WHO Report Links Meat to Cancer: Should You Change Your Diet?
The World Health Organization report was compiled by 22 international experts.
-- In news that will land like a thud on the plates of meat eaters, the World Health Organization released a new report today detailing the link between eating meat and cancer.
The WHO report found that processed meats like bacon and ham are probably linked to an increase in colon cancer, while red meat has a less definite but still possible link to colorectal, pancreatic and prostate cancer.

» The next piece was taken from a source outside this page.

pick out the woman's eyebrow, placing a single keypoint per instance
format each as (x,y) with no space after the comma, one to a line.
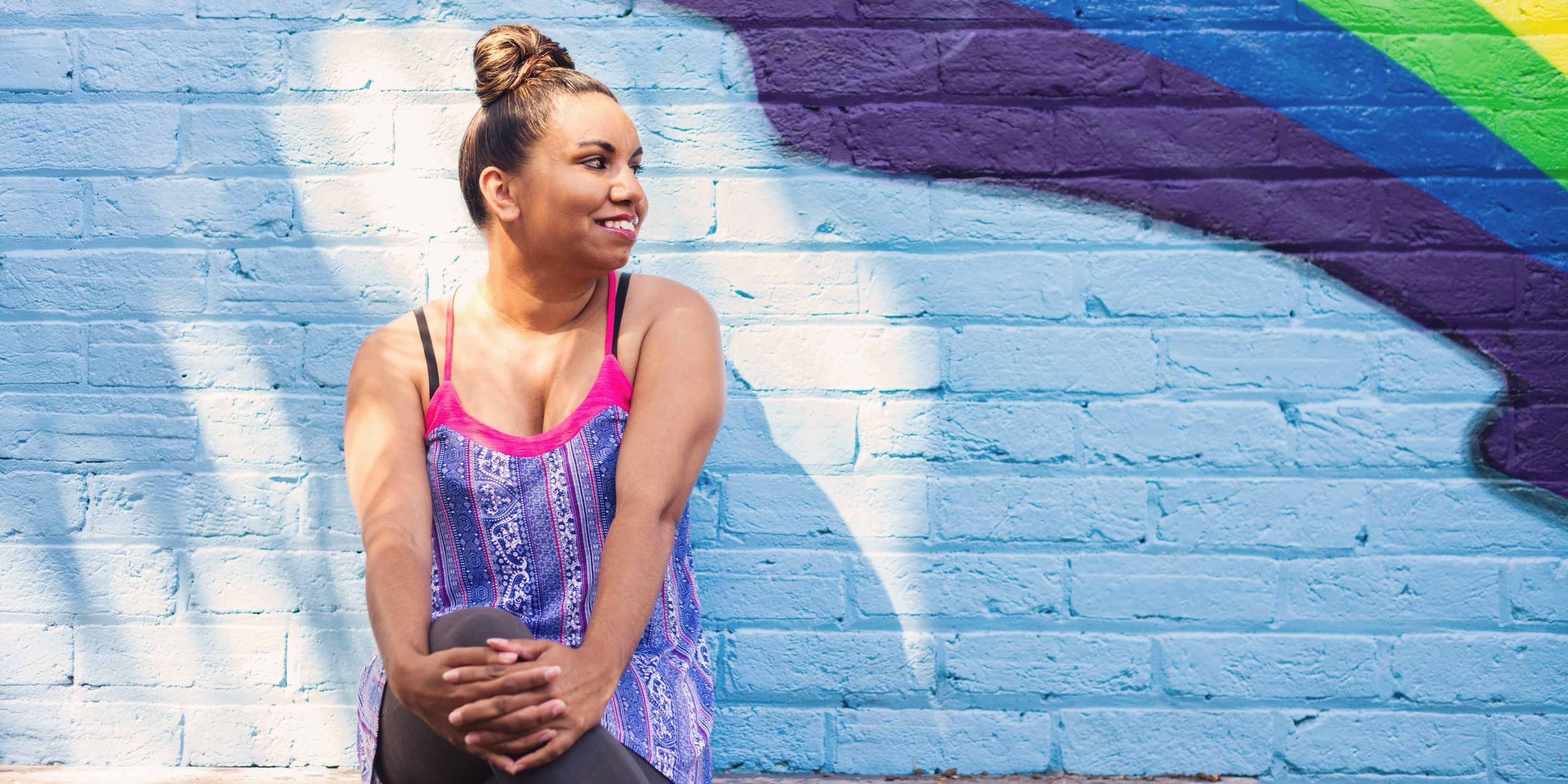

The report, compiled by a panel of 22 international experts, mirrors what the American Cancer Society has said previously about cancer and meat, according to ABC News Senior Medical Editor Dr. Richard Besser.
“I think some of this is the international community catching up with what the American Cancer Society and others here have been saying,” Besser said. “You want to reduce the amount of processed meat that you’re taking in. You want to switch from red meat to fish and poultry and lean forms of meat. When you’re cooking your meat, instead of charcoal grilling, go with broiling, with baking. Those methods will not release some of the chemicals that they think may be released to cancer.”
The North American Meat Institute issued a statement in response to the WHO’s findings, citing “numerous studies” that do not show a correlation.
“Classifying red and processed meat as ‘cancer hazards’ defies both common sense and numerous studies showing no correlation between meat and cancer,” the institute’s statement read, in part.
Besser advises following a plant-based diet wherever possible.
“You don’t have to eliminate, but cut back,” he said of consuming meat.